Makale özeti ve diğer detaylar.
Sosyolojik olarak, tüm göçmen topluluklarda, bir taraftan göçmenlerle ikinci kuşak diğer taraftan yerli halk arasındaki toplumsal ayrışma, etnik çoğunluk tarafından dayatılır ve bu ayrışma, karmaşık bir fay hattı oluşturur/ortaya çıkarır. Bir karşılaştırma üzerine kurulan bu makale, ikinci nesil Amerika'daki Meksikalılar, Fransa'daki Kuzey Afrikalılar ve Almanya'daki Türklerin sınır süreçleri ile ilgili kavramlar ve bu nesiller arasındaki farklılıkları anlamak için çok iyi bir fırsat sunmaktadır. Aidiyet hakkında hiçbir belirsizlik içermeyen net sınırlar ile fluluk (belirsizlik) içeren sınırlar arasındaki fark; asimilasyan ve dışlanma süreçleri ve ihtimali ile ilişkili varsayılmıştır. Aidiyet sınırlarının kurumsallaşmasındaki önemli etkiler olarak vatandaşlık, din, dil ve ırk ele alınarak incelendi. Çalışmanın analizlerinin belirgin sonuçları bizi; bulanık sınırlar için Amerika'daki Meksikalılara; büyük ırk her ne kadar iyi anlaşılmasa da, net sınırlar için ise Avrupa'daki Müslüman grupların hayatı ile karakterize edildiği yöne götürüyor.

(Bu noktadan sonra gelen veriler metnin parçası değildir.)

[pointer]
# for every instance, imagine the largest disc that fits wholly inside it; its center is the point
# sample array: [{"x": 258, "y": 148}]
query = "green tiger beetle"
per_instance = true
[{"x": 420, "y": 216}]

In all emigrant societies, a social separation between emigrants and both second generation, and natives, is imposed by the ethnic majority and this separation creates a sociologically complex fault line. Built on comparison and contrast, this article offers a good opportunity to understand the concepts associated with boundary processes of second-generation Mexicans in the U.S., North Africans in France, and Turks in Germany, and the discrepancies among these generations. The difference between bright boundaries, which involve no ambiguity about membership, and blurred ones, which do, is hypothesized to be associated with the probability and processes of assimilation and exclusion. The authors have examined the major factors such as citizenship, religion, language, and race on the institutionalization of boundaries. The results of analysis lead to the conclusion that blurred boundaries generally characterize the situation of Mexicans in the U.S., and bright boundaries characterize the European context for Muslim groups although race the great, is not understood well.